A CUTTING edge manufacturing park is set to welcome an extra 175 jobs to Teesside from a new green energy project, according to a regeneration chief. 

The £55m Tees Advanced Manufacturing Park (Tees AMP), near Newport Bridge, was launched with money from Middlesbrough Council, the Tees Valley Combined Authority (TVCA), the SSI task force and private investment. 

The 27-acre site was made to become a cluster for technology manufacturing firms – and it is now understood about 80% of the buildings on the stretch have been let. 

Now a regeneration boss has revealed how an investment has been lined up for another part of the site.

Middlesbrough Council leaders met behind closed doors on Tuesday to sign off an “urgent” and “time sensitive” item relating to Tees AMP.

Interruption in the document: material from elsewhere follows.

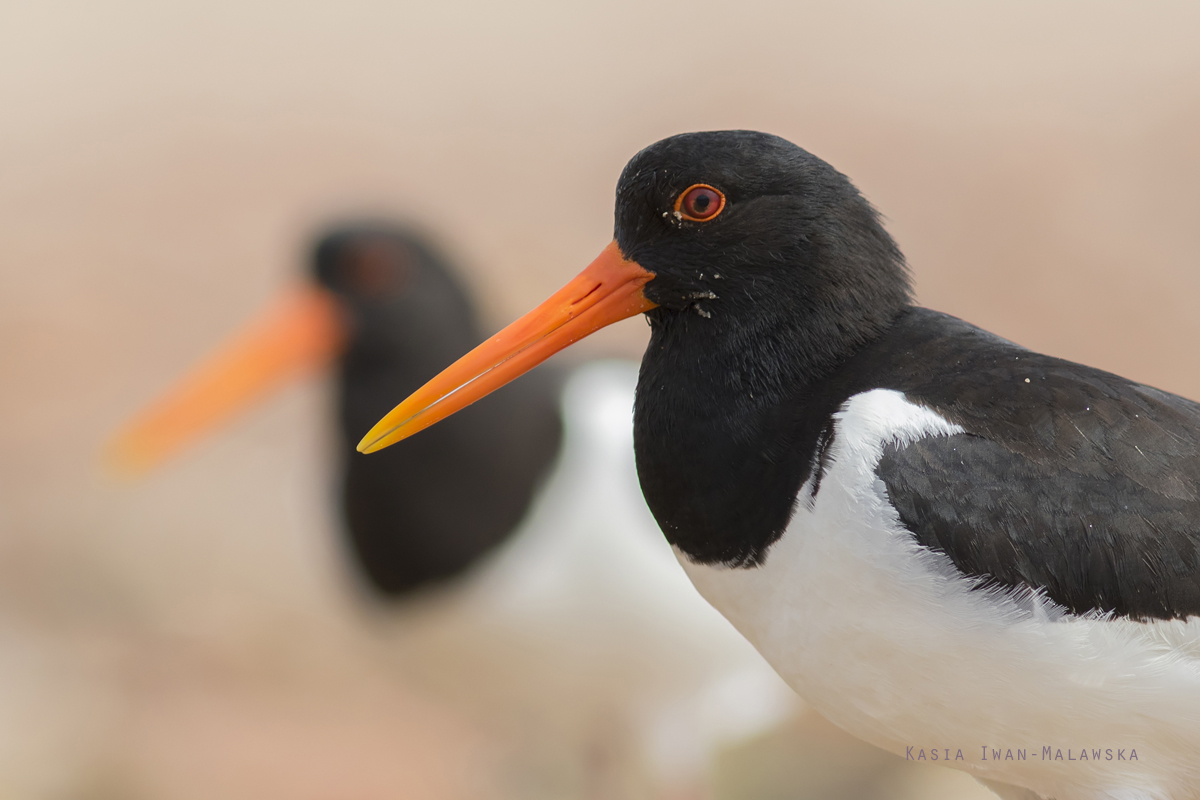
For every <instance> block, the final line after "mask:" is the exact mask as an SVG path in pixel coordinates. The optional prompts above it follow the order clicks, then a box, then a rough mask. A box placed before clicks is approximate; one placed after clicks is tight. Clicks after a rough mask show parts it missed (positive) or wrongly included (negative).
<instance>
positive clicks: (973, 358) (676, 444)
mask: <svg viewBox="0 0 1200 800" xmlns="http://www.w3.org/2000/svg"><path fill="white" fill-rule="evenodd" d="M695 184H704V185H709V186H713V187H716V190H719V191H720V192H722V193H724V196H725V198H726V200H727V201H726V204H725V206H724V210H722V211H721V212H720V213H719V215H716V216H715V217H713V218H712V219H710V221H703V222H702V221H688V219H683V218H679V217H678V216H674V215H672V213H671V209H672V207H673V203H674V201H676V198H678V197H680V193H682V192H684V191H685V190H686V187H689V186H691V185H695ZM616 216H617V229H616V235H617V241H618V243H619V245H620V248H622V251H623V252H624V254H625V255H626V257H628V258H630V259H634V260H636V261H637V263H638V264H641V265H642V266H643V267H646V269H647V270H649V271H652V272H654V276H655V277H654V278H653V279H652V281H650V282H649V283H648V284H647V285H646V289H644V291H646V295H647V296H648V297H649V299H652V300H654V301H655V302H658V303H659V308H655V309H654V311H652V312H649V313H648V317H649V319H650V324H652V331H653V332H652V338H650V344H649V347H648V349H647V353H646V357H644V359H643V362H642V372H641V378H640V381H638V390H637V401H636V408H635V449H636V451H637V467H638V476H640V479H641V483H642V488H643V492H644V493H646V498H647V501H648V504H649V506H650V510H652V511H653V512H654V515H655V517H656V519H658V521H659V524H660V525H661V528H662V530H664V533H665V534H666V536H667V539H668V540H670V541H671V542H672V543H673V545H676V546H678V547H679V548H680V549H683V551H684V552H685V553H686V554H688V555H689V558H691V559H692V560H695V561H698V563H707V564H725V565H730V566H734V567H748V569H751V567H754V566H756V565H758V564H761V563H762V560H763V559H764V558H766V557H767V555H768V551H769V547H770V545H772V543H773V542H775V541H776V540H778V539H779V537H780V536H781V535H782V534H784V531H785V530H786V527H787V523H788V521H790V518H791V516H792V513H793V512H794V509H796V507H797V504H798V503H802V501H812V500H814V499H815V495H816V494H818V493H820V491H821V479H822V476H823V471H824V469H826V468H827V467H828V459H829V455H830V452H832V447H830V445H832V444H833V437H834V435H835V432H834V425H833V415H834V414H835V411H836V410H838V409H839V408H840V407H841V405H842V404H844V403H845V402H846V401H847V399H848V398H850V397H852V396H853V395H857V393H859V392H864V391H870V390H872V389H892V390H898V391H901V392H904V393H905V395H906V396H907V398H908V399H910V401H912V402H916V403H923V404H925V405H928V407H930V408H931V409H932V410H935V411H936V413H938V414H940V415H942V416H943V417H946V419H947V420H949V421H950V422H954V423H956V425H959V426H961V427H962V428H964V431H965V433H962V434H959V435H954V437H931V438H926V439H922V440H919V441H916V443H913V444H910V445H907V446H904V447H901V446H898V445H894V444H893V445H892V446H888V447H887V449H886V452H884V456H883V458H882V462H881V463H880V465H878V475H880V477H881V480H882V481H883V483H884V486H886V489H887V493H888V497H889V499H890V500H892V503H893V504H894V506H895V509H896V512H898V515H899V519H900V522H901V523H902V524H904V525H905V527H907V528H908V529H910V530H911V531H912V533H913V535H914V536H916V539H917V541H918V542H920V543H922V545H924V546H925V547H929V548H932V549H936V551H940V552H943V553H946V555H947V557H948V558H949V559H950V561H953V564H954V565H955V566H956V567H958V569H959V570H960V571H961V572H962V573H965V575H967V576H973V577H977V578H979V584H978V585H984V587H986V585H1000V587H1009V588H1020V589H1032V590H1038V591H1043V593H1045V595H1046V596H1049V597H1050V599H1051V600H1054V601H1056V602H1058V603H1061V604H1062V606H1064V607H1067V608H1068V609H1070V610H1073V612H1076V613H1084V612H1111V613H1116V614H1122V615H1128V616H1133V618H1138V619H1170V618H1183V616H1188V615H1192V614H1200V553H1198V549H1200V533H1198V531H1200V455H1198V453H1200V450H1198V447H1200V407H1198V405H1196V404H1195V403H1193V402H1190V401H1187V399H1183V398H1180V397H1176V396H1172V395H1169V393H1166V392H1160V391H1158V390H1154V389H1150V387H1146V386H1140V385H1138V384H1134V383H1133V381H1129V380H1126V379H1123V378H1120V377H1117V375H1112V374H1109V373H1104V372H1100V371H1098V369H1092V368H1088V367H1084V366H1081V365H1075V363H1070V362H1067V361H1062V360H1060V359H1054V357H1050V356H1043V355H1039V354H1034V353H1031V351H1028V350H1025V349H1022V348H1019V347H1018V345H1015V344H1012V343H1009V342H1006V341H1003V339H1001V338H998V337H995V336H992V335H990V333H986V332H984V331H980V330H978V329H976V327H972V326H971V325H967V324H966V323H962V321H961V320H956V319H954V318H950V317H947V315H944V314H937V313H936V312H930V311H925V309H920V308H913V307H912V306H911V305H910V288H908V277H907V272H906V270H905V265H904V260H902V257H901V255H900V252H899V249H898V248H896V247H895V245H894V242H893V241H892V239H890V237H889V236H888V235H887V233H886V231H884V230H883V228H882V224H881V223H880V221H878V217H877V215H876V213H875V212H874V210H872V209H871V206H870V205H869V204H868V203H866V200H865V199H863V198H862V196H860V194H859V193H858V191H857V190H856V188H854V187H853V185H852V184H851V182H850V181H848V180H847V179H846V178H845V176H844V175H841V174H840V173H838V172H836V170H834V169H833V168H832V167H829V166H828V164H826V163H824V162H823V161H821V160H820V158H816V157H815V156H812V155H811V154H808V152H805V151H804V150H802V149H799V148H797V146H794V145H792V144H791V143H787V142H785V140H782V139H779V138H778V137H770V136H767V134H762V133H755V132H748V131H719V132H710V133H692V134H683V136H678V137H672V138H670V139H665V140H662V142H659V143H656V144H654V145H652V146H650V148H647V149H646V150H643V151H642V152H641V154H638V155H637V156H635V157H634V160H631V161H630V163H629V166H628V167H626V168H625V172H624V173H623V175H622V178H620V181H619V184H618V187H617V213H616ZM809 477H814V482H812V485H811V488H810V493H811V494H810V497H805V498H799V497H798V494H799V491H800V488H802V486H804V483H805V482H806V481H808V479H809Z"/></svg>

No further details were released publicly as the virtual meeting was shifted into a private session due to “commercially sensitive” information.

Then on Wednesday, Richard Horniman, director of regeneration at the council, told an infrastructure scrutiny panel the authority was seeing “reasonably strong interest” in at least half of the site.

He also revealed an advanced manufacturing company had been signed onto the site earlier this week – with the firm starting its fit out next week. 

Mr Horniman added: “We’ve also got a proposed inward investment for the currently undeveloped part of the site which was approved at executive yesterday (Tuesday).

“That would potentially bring 175 jobs over the next couple of years as a relocation from down south in the green energy field.”

The aim of TeesAMP is to create 1,000 jobs on the 11-hectare site with buildings ranging in size from 3,000 sq ft to 30,000 sq ft.

The first phase of the project on the banks of the Tees promised 180,000 sq ft of industrial space and units, while “phase two” has lined up another 100,000 sq ft to be used on the site. 

A planned £8m extension to The Welding Institute (TWI) was unveiled at the former Newport Ironworks in October last year to offer specialist equipment and laboratory space for research. 

Broken down, funding for the Tees AMP project comes from £12.5m via Middlesbrough Council, £7.6m from the TVCA, £2.3m from the SSI Taskforce set up in the wake of the closure of Redcar steelworks with the rest from private investment.